In der malerischen Stadt Bad Tölz fand kürzlich ein bedeutendes Treffen statt, das der Zukunft junger Menschen gewidmet war. Unter dem Motto „Grenzenlos MINT“ und „Grenzenlos digital“ versammelten sich rund 70 Teilnehmer, um Best-Practice-Beispiele für Berufe im Klima- und Umweltschutz sowie im digitalen Bereich zu diskutieren. Diese Initiative ist Teil einer grenzüberschreitenden Kooperation zwischen Deutschland und Österreich, die innerhalb der Euregio des Bezirks Schwaz und der Landkreise Bad Tölz-Wolfratshausen sowie Miesbach entstanden ist. Süddeutsche Zeitung berichtet, dass die Euregio SBM seit 2020 stolze 2,6 Millionen Euro an Interreg-Förderung eingeworben hat, um Projekte zur Verbesserung des öffentlichen Nahverkehrs und zur Förderung des Verständnisses zwischen Almwirtschaft und Naturschutz zu realisieren.

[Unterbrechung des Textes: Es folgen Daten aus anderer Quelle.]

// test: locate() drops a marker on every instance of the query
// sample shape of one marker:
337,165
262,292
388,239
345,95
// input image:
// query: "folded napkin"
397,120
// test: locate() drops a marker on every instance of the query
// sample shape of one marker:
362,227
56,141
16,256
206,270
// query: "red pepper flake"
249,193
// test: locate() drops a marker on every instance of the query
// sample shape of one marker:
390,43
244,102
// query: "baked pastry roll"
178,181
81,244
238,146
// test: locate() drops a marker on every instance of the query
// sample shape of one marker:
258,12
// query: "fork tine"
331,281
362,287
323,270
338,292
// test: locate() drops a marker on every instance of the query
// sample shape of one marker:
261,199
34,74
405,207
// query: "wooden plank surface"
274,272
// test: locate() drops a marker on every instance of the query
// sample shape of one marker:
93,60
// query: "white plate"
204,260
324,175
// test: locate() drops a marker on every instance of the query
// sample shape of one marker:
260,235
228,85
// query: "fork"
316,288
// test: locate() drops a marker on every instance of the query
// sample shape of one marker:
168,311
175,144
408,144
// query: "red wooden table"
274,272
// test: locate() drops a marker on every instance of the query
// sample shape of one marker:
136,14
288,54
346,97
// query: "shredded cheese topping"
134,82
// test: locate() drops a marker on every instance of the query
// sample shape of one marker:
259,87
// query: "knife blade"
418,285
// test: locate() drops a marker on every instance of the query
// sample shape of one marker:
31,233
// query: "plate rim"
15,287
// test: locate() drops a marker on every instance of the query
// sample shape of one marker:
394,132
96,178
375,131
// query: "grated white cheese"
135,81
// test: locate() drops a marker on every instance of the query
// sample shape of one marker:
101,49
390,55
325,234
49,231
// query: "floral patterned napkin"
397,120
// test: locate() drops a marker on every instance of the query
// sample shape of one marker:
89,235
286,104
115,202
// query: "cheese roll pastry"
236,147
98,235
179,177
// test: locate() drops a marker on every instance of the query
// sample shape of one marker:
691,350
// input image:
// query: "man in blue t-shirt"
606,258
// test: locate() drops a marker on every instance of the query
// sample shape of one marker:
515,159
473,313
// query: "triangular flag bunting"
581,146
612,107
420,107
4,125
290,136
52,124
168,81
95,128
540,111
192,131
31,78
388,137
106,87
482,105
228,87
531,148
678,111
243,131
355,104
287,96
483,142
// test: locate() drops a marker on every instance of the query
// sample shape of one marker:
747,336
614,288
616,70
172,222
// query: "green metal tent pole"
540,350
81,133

Ein zentrales Thema des Treffens war der Einsatz von Künstlicher Intelligenz (KI) und Robotik, besonders im Tourismussektor. Simon Werther von der Hochschule München stellte interessante Ansätze vor, wie KI dabei hilft, Routinearbeiten zu entlasten. Vanessa Färber vom Verein „klasse!forschung“ präsentierte das Projekt „Grenzenlos MINT“, das den Jugendlichen praxisnahe Berufserfahrungen bietet. Hier wurden bereits über 98.400 Euro in 47 Kurse investiert, an denen mehr als 800 Jugendliche teilnahmen. Ziel des Nachfolgeprojekts „Grenzenlos digital“ ist es, die Berufsorientierung für Jugendliche ab 15 Jahren zu unterstreichen, wobei auch die Schwerpunkte auf KI und Robotik gelegt werden.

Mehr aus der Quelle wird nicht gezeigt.